Restrictive definitions of “maladministration” stymie the Rule of Law

The SA Gazettes are not being published, did you know?

The South African Government Gazette has not been published to the public on its usual and only electronic platform, the Government Printing Works www.gpwonline.co.za, since around Saturday 2022/01/29. Its now Monday, 2022/02/08.

Attempts to access the site initially have resulted in browsers timing out, then reporting it “couldn’t connect to the configuration database”, then that the site could not be reached, and now it presents a blank screen other than a text box requiring a username and password. Oh, I see that now it says “An unexpected error has occurred”.

The impact on the Rule of Law

Can there be a failure of the powers that be which impacts more on the rule of law than a failure to publish Gazettes that contain the law, information what is being done in terms of the law, and what is required of the public under the law?

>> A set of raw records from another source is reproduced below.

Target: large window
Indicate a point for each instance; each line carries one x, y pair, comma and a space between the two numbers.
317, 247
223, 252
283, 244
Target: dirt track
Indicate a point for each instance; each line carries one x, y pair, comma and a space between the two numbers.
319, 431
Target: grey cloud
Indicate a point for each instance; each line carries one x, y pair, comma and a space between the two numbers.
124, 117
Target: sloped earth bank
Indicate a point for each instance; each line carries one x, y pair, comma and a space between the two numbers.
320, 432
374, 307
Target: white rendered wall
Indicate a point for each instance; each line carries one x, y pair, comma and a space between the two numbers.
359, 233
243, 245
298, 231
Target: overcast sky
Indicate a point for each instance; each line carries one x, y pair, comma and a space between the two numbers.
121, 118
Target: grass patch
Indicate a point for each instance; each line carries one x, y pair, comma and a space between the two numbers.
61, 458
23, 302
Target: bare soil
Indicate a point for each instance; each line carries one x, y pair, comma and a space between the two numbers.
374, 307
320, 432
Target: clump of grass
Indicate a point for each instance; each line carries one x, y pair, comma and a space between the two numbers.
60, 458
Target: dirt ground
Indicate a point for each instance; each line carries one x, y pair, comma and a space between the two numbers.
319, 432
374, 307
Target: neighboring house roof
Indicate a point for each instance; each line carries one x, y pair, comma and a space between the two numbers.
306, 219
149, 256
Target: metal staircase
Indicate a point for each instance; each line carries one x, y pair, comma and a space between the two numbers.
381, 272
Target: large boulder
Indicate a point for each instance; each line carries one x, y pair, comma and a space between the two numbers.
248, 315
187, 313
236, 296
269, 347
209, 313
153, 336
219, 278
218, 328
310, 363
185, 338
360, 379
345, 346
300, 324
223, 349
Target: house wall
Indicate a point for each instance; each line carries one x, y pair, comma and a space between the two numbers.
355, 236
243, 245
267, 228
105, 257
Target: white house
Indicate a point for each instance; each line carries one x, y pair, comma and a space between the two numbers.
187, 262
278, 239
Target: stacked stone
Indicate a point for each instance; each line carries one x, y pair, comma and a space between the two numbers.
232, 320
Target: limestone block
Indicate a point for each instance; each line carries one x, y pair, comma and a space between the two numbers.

Without the Gazettes, the public are left totally in the dark, and creatures of statute are left unguided and free to do what they want outside the law.

The blackout

Despite the serious consequences of not publishing the Gazettes, there is a blackout silence out there on their current non-publication – no sign that the media, NGOs, professionals, academics, the public, various departments involved, the legal profession or indeed from the Government Printing Works itself, that there is even a problem.

Why the deafening silence about the non-publication of Gazettes?

Despite it being an issue fundamental to the rule of law in our corruption bedeviled RSA, my guess is that it is not newsworthy to the media. No blood and guts, no billions of Rand misappropriated. NGos to a man appear to define maladministration as that related to fraud and corruption and where is the corruption in not publishing the Gazettes? Not interested. Departments and their inhabitants don’t want the egg on their faces of admitting there is a problem, and besides they haven’t the skills, resources and expertise to fix the problem. Legal professionals simply go to expensive suppliers of Gazettes and laws, who miraculously are still receiving Gazettes via email. And the public are, as said, totally in the dark that others have been told of law that they have not been told about.

The failure of NGOs

I find the NGO attitudes most distressing: Obviously what interests them, and their adoption of a restrictive definition of “maladministration” is entirely up to them. But, I would have expected that there would be some recognition at least that focusing only on criminality like fraud and corruption does not deal with aspects of maladministration that do not involve criminality – such as incompetence, inefficiency, mismanagement, and so on – but which on all accounts of rationality, reason and logic just MUST facilitate and encourage the fraud and corruption they are so keen to resolve.

Is there anything more detrimental to the Rule of Law and democracy than non-publication of a country’s official Gazettes, along with the concomitant failure to publish the law, and the failure to let the public know its requirements of them, and the failure of provide opportunities for public participation in its development and its application.

I cant think of anything which transgresses basic principles of the Rule of Law more, and which would more quickly and more extensively trigger its breakdown as measured by instances of and levels of fraud and corruption.

But then, silence is golden, they say.

Here to from here?

Unless attention is paid to this, he answer is simple – banana republic.